Fonction de barrière de contrôle guidée par imagination comportementale avec incertitude partagée pour la navigation de robots mobiles
Des chercheurs présentent BIG-CBF (Behavior-Imagination-Guided Control Barrier Function), une architecture de navigation pour robots mobiles autonomes décrite dans un article publié sur arXiv (2609.14343) en septembre 2026. Le système sépare la sélection de manœuvre, exécutée à basse fréquence, du filtrage de sécurité proprement dit, exécuté à haute fréquence via une fonction de barrière de contrôle (CBF) classique. Sur un horizon court, six comportements en boucle fermée sont imaginés et évalués selon leur compatibilité CBF et un objectif combinant progression de la tâche, risque de blocage, fluidité et fréquence de changement de manœuvre. Les couches d'imagination et d'exécution partagent les mêmes sources d'incertitude (délai de mouvement relatif, prédiction des obstacles, maintien d'ordre zéro, résidus d'exécution des commandes), tandis qu'une CBF stricte reste l'autorité finale de sécurité. Sur un benchmark comparatif de 3 600 épisodes répartis sur neuf scénarios, BIG-CBF atteint un taux de réussite global de 99,78 %, le meilleur des méthodes testées, tout en réduisant nettement le nombre d'interventions de la CBF en aval.
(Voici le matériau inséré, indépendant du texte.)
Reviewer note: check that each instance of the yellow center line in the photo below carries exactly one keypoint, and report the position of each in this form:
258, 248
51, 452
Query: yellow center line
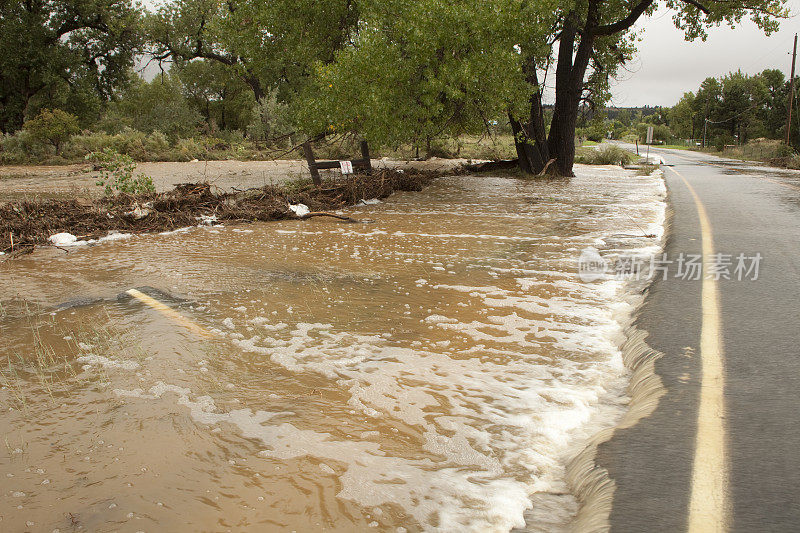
708, 503
169, 312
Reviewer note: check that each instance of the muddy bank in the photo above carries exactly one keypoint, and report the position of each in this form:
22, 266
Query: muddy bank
26, 224
64, 181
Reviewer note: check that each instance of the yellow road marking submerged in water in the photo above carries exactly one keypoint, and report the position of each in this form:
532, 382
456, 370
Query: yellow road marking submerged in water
169, 312
708, 504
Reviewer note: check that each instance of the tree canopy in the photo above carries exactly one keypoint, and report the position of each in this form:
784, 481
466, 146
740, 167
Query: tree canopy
65, 53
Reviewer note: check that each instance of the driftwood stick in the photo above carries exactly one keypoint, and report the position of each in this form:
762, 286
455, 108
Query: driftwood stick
324, 214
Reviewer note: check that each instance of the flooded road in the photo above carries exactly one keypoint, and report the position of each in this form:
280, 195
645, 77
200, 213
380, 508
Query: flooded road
431, 370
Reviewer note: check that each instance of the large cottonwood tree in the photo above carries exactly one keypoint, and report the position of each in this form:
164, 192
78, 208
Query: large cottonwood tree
67, 53
267, 44
591, 38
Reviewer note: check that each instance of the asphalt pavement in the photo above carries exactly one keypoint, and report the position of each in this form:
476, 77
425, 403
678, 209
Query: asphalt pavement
752, 219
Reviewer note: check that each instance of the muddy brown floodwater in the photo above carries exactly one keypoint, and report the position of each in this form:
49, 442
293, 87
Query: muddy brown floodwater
432, 370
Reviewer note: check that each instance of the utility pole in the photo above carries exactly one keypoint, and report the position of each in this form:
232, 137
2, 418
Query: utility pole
791, 92
705, 127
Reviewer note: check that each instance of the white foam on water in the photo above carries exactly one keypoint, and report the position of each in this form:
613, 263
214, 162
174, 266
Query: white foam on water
105, 362
497, 420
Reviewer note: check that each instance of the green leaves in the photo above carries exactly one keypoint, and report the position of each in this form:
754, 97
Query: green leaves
63, 53
53, 127
420, 70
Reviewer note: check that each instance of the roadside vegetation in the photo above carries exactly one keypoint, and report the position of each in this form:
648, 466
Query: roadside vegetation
256, 80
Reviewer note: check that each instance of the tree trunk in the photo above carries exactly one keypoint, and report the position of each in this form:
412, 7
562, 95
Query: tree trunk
530, 140
570, 71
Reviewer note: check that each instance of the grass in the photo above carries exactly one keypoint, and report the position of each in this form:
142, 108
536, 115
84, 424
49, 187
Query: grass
156, 148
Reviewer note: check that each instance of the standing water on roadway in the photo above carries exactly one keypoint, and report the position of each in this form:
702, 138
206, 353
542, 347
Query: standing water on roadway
433, 370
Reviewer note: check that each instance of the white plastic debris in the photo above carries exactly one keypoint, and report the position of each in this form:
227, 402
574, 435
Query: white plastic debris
139, 212
64, 239
300, 210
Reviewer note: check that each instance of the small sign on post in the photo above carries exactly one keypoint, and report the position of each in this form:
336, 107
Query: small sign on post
346, 166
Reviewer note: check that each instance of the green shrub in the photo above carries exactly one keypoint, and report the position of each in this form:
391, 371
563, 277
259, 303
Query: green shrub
116, 173
271, 119
606, 154
52, 127
15, 148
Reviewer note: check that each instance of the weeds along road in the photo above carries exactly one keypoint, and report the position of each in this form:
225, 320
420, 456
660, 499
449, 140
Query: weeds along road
721, 452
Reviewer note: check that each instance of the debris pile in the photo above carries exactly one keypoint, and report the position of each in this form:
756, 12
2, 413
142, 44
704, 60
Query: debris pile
26, 224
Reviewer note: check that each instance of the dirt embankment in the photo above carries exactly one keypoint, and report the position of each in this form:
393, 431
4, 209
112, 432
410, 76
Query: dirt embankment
71, 181
26, 224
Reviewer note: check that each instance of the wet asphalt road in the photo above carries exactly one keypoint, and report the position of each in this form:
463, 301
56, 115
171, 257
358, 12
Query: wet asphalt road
751, 210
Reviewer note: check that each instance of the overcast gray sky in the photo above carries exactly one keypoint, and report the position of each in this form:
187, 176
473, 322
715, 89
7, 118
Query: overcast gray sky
667, 66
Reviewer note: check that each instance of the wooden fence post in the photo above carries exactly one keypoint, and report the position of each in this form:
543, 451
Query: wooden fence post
312, 163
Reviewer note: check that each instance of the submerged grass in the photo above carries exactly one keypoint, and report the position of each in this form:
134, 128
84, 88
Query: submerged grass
607, 154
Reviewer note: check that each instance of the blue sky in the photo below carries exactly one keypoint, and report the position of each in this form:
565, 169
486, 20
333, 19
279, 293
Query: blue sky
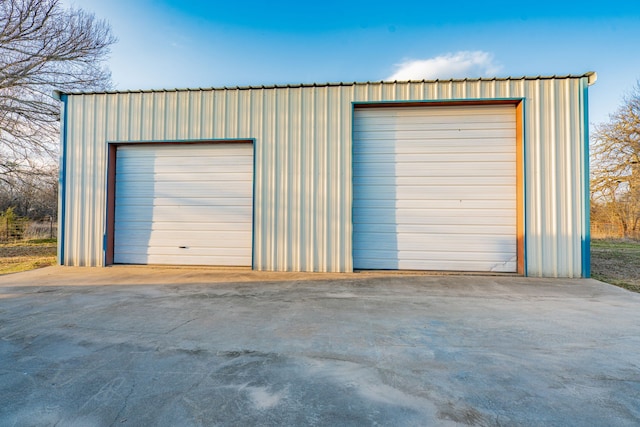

Sur un robot omnidirectionnel physique embarquant un calculateur Jetson Orin Nano, le système complète ses 15 essais d'évaluation sans aucun contact enregistré.
Ce travail s'attaque à une limite connue des filtres de sécurité CBF à intervention minimale : sans conscience du niveau tâche, ils peuvent choisir une direction d'évitement non productive quand plusieurs manœuvres sont localement valides, ce qui produit un comportement sûr mais bloqué dans des environnements géométriquement ambigus, un robot qui s'arrête au lieu de contourner un obstacle. Pour les intégrateurs d'AMR en environnement industriel ou logistique, ce type de blocage reste l'un des principaux freins à l'autonomie complète, autant sinon plus que le risque de collision lui-même. En partageant les mêmes modèles d'incertitude entre la couche de planification et la couche d'exécution, BIG-CBF cible directement l'écart classique entre planification et comportement réel du robot. Les résultats, mesurés à la fois en simulation à grande échelle et sur matériel physique, avec des métriques d'énergie et de fréquence d'intervention de la CBF, offrent une validation plus rigoureuse que les démonstrations vidéo isolées courantes dans le secteur, même si 15 essais matériels restent un échantillon modeste pour conclure à une robustesse générale.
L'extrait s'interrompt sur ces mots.